C’est un «outil de transformation sociale».
Mais, et heureusement, il n’y a pas que ce garçon dans l’album de la dame qui avait conquis son public avec Nobeel en 2008. Il y a un Joli garçon, 100% «chon», bon et plein de tendresse… beau, oui, mais dont le cœur est encore plus beau que la beauté physique. Ainsi est-il décrit dans le texte et il sera chanté sur 3 minutes au troisième titre du troisième album de 12 titres. Ce  Joli garçon deviendra probablement un Monsieur bonheur (titre 9) près d’une Madame bonheur (titre 10). Madame bonheur ? Khalé féroce (titre 11) oui !  Adiouza n’a pas manqué de s’offrir un egotrip dans la 12e chanson de son nouvel album. Un egotrip, une férocité d’un autre type, pour un autre contexte, et pour clasher les kpakpato (entendez commères) en Nouchi. Un douzième titre qu’on pourrait jumeler au onzième, les neuvième et dixième se couplant naturellement et qui annulent l’horreur d’un Mariage forcé (titre 5), un troisième qui dit le contraire d’un premier et qui inclue un deuxième dans la thématique générale de la relation amoureuse, un septième dans la même thématique du départ qu’un quatrième…

L’album de la fille de Père Ouza semble ainsi architecturé selon une logique d’équilibrage. Equilibre d’un album d’une part, une parole qui veut jouer sa part dans l’équilibre de la société, d’autre part. Et voilà le huitième titre, qui avait l’air d’un cheveu dans la soupe des autres histoires des autres chansons racontées en miroir, et qui vient rappeler que la parole de l’artiste peut jouer un rôle d’équilibre dans une société secouée. Dialogue social, est le huitième titre. Ça dit ce que ça dit… Et l’album en lui-même, vu les thèmes qui y sont traités, s’apprécie comme une «réponse artistique et culturelle» aux maux de la société. L’expression est de Abdoulaye Sène, un conseiller de la chanteuse. Qui lui attribue en outre le statut d’ «outil de transformation sociale». Qu’il faut, toujours selon M. Sène, écouter avec le cœur et pas avec les oreilles seulement.
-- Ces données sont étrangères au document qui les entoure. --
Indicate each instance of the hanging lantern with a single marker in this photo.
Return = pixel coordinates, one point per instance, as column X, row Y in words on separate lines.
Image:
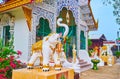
column 38, row 1
column 67, row 17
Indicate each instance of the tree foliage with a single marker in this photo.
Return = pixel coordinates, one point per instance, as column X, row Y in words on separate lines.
column 116, row 5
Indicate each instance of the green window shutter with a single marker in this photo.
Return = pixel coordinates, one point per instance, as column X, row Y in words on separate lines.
column 42, row 29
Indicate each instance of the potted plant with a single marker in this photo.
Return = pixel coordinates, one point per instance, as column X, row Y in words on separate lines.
column 8, row 60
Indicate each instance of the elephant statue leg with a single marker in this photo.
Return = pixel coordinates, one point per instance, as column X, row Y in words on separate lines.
column 32, row 60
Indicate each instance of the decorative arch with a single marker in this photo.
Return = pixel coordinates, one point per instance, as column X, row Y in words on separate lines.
column 7, row 21
column 39, row 12
column 71, row 5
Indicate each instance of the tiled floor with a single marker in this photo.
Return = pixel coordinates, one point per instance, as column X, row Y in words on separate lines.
column 104, row 72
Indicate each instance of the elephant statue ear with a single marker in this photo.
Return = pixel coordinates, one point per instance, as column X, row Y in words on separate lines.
column 63, row 25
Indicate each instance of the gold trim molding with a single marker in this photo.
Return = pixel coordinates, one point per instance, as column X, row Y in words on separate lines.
column 13, row 4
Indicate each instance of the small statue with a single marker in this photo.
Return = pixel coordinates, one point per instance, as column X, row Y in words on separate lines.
column 74, row 53
column 58, row 56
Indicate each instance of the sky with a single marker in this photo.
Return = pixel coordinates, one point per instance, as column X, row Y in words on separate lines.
column 107, row 24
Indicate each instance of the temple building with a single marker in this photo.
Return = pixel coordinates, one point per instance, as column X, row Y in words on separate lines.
column 30, row 20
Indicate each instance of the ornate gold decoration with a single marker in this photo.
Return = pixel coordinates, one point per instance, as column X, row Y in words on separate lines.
column 28, row 16
column 13, row 4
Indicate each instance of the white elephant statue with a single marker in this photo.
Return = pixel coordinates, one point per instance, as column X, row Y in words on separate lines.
column 43, row 49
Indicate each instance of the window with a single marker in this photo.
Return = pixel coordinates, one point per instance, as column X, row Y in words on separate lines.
column 6, row 34
column 82, row 40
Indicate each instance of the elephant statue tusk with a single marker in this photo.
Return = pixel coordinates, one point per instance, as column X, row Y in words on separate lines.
column 63, row 25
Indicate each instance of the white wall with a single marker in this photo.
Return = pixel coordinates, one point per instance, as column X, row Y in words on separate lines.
column 21, row 34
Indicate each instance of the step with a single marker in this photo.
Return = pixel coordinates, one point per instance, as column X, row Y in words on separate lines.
column 84, row 62
column 85, row 65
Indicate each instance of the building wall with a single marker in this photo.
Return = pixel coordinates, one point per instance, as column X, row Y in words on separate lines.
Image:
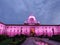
column 2, row 28
column 39, row 30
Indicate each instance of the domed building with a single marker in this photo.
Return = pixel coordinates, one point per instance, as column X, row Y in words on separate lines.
column 31, row 27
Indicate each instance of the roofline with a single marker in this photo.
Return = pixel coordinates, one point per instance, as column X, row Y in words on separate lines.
column 28, row 24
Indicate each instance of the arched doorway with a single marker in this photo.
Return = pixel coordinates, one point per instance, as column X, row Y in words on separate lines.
column 32, row 31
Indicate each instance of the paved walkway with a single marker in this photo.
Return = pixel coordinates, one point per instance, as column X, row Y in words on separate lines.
column 39, row 41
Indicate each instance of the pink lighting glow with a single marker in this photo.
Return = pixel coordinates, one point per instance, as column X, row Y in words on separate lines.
column 18, row 29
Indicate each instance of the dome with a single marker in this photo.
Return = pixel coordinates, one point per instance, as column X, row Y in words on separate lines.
column 32, row 17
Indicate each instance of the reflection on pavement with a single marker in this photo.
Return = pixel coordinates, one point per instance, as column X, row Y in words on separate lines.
column 40, row 42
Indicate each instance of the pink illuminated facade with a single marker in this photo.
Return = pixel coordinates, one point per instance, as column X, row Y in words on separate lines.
column 30, row 27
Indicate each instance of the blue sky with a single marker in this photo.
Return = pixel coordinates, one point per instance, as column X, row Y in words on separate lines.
column 17, row 11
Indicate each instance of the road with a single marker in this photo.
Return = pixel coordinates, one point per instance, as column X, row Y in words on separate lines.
column 39, row 41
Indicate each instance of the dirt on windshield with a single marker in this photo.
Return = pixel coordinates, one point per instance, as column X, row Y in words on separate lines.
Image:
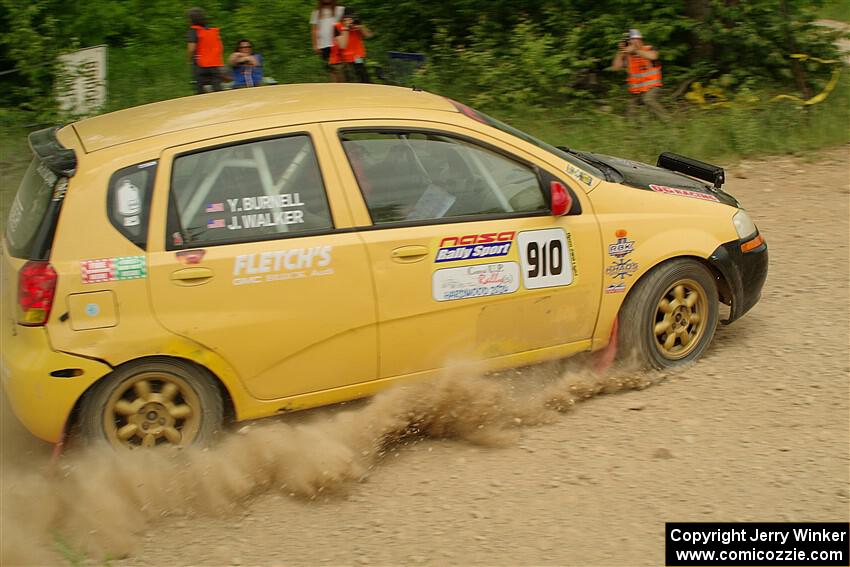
column 550, row 465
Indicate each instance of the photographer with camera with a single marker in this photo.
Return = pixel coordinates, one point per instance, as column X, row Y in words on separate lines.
column 643, row 68
column 247, row 65
column 351, row 50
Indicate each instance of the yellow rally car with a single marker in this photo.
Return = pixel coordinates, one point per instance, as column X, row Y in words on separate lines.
column 240, row 254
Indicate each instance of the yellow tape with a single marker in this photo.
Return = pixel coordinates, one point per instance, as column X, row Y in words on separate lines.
column 702, row 95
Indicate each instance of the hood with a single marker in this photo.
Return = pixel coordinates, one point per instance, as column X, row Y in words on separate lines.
column 651, row 178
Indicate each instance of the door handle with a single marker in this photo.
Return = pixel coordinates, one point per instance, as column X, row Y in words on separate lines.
column 409, row 254
column 192, row 276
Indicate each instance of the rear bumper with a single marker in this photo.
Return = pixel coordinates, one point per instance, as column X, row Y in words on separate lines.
column 40, row 401
column 745, row 272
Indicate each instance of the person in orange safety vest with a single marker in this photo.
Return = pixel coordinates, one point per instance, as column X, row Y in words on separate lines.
column 644, row 71
column 206, row 53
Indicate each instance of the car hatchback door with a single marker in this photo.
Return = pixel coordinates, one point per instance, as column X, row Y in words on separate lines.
column 469, row 264
column 257, row 266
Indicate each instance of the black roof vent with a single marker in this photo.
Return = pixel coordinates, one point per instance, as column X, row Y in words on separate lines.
column 59, row 159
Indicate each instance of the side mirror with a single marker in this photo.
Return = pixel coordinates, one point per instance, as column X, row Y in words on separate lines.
column 562, row 201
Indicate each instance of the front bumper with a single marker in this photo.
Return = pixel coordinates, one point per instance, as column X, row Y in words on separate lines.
column 744, row 272
column 43, row 402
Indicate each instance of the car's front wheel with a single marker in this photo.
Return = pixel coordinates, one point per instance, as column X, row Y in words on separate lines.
column 151, row 403
column 669, row 318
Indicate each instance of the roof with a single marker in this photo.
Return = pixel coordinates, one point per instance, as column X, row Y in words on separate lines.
column 197, row 111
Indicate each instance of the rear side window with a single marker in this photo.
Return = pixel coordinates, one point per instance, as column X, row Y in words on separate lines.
column 29, row 210
column 425, row 176
column 128, row 201
column 260, row 190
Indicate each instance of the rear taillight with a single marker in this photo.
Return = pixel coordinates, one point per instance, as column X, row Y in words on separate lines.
column 36, row 287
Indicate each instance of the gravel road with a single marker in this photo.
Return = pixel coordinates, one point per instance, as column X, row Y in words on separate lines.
column 758, row 430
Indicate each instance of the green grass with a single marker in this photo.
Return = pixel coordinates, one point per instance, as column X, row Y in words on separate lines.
column 14, row 158
column 835, row 10
column 714, row 134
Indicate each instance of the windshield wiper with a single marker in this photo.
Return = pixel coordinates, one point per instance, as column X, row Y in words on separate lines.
column 611, row 172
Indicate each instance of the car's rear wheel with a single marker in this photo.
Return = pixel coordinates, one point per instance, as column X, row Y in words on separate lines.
column 156, row 402
column 670, row 317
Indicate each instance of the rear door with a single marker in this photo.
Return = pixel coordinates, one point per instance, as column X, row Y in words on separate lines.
column 468, row 262
column 258, row 266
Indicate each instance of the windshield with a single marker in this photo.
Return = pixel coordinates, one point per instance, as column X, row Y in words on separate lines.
column 29, row 209
column 498, row 124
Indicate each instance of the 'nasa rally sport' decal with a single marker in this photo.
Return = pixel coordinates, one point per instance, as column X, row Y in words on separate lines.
column 545, row 257
column 475, row 246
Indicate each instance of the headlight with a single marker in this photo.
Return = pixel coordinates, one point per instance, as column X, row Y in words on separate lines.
column 744, row 225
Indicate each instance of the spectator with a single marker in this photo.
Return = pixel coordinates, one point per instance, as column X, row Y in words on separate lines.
column 247, row 66
column 353, row 50
column 205, row 51
column 644, row 70
column 322, row 22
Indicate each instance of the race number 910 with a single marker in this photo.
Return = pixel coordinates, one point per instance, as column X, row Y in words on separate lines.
column 545, row 258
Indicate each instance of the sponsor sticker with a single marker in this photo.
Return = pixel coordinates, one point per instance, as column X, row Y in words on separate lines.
column 621, row 247
column 579, row 174
column 622, row 268
column 113, row 269
column 475, row 246
column 190, row 257
column 480, row 280
column 684, row 193
column 295, row 263
column 616, row 288
column 546, row 257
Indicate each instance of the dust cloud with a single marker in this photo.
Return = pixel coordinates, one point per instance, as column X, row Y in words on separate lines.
column 99, row 501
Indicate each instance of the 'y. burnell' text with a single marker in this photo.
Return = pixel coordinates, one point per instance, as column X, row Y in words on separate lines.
column 271, row 203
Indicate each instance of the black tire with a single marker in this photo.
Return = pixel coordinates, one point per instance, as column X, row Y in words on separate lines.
column 153, row 402
column 670, row 316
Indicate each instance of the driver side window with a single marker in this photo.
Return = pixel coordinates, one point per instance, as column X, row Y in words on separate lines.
column 409, row 176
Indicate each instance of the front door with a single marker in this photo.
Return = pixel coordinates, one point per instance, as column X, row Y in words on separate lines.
column 468, row 262
column 255, row 266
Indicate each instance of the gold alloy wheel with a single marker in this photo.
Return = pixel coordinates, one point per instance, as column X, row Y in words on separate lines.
column 680, row 319
column 150, row 409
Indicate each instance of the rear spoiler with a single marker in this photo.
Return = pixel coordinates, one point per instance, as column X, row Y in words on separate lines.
column 692, row 167
column 49, row 151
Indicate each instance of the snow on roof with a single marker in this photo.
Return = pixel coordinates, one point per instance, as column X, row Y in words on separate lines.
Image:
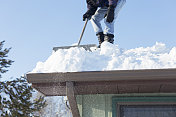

Afro-mbalax ! Afro-mbalax ?
Pour ce qui est du style musical, «on est resté dans l’afro-mbalax et le mbalax en quelque sorte». C’est l’artiste elle-même qui s’exprimait ainsi sur ce qu’elle a proposé, précisant que pour ce qui est de ce style musical, elle fait partie des pionniers au Sénégal. C’était en 2015, «on était incompris», peu osaient, «et j’attendais ce moment du troisième album pour le dire». Chose dite, «nouveauté» adoptée par la jeune génération. Seulement, l’ajout d’un tama, d’un sabar à un style musical déjà existant n’est pas en soi une création ! L’idée est de Michael Soumah, lui aussi, venu assister à la séance de lancement de Plan B. Et qui a souligné le fait que les artistes sénégalais ne créent pas. A l’en croire, «le mbalax est resté une affaire sénégalo-sénégalaise» qui «ne sort pas de nos frontières». M. Soumah en appelle ainsi à la recherche et à la créativité des artistes du pays. Cette vague dont Adiouza se réclame a pour sa part trouvé son monde ! Et du monde a acheté son album qui a été vendu sur place. Vendu à 5000 F Cfa, 10 000, 25 000, 50 000, 75 000, 100 000 et 1 000 000 de francs Cfa. Un certain Matar Diop (de Soubatel) a décaissé la somme dernièrement citée pour s’offrir l’album qui devait être sur le marché depuis 2020 et dont la sortie avait été retardée par le Covid-19.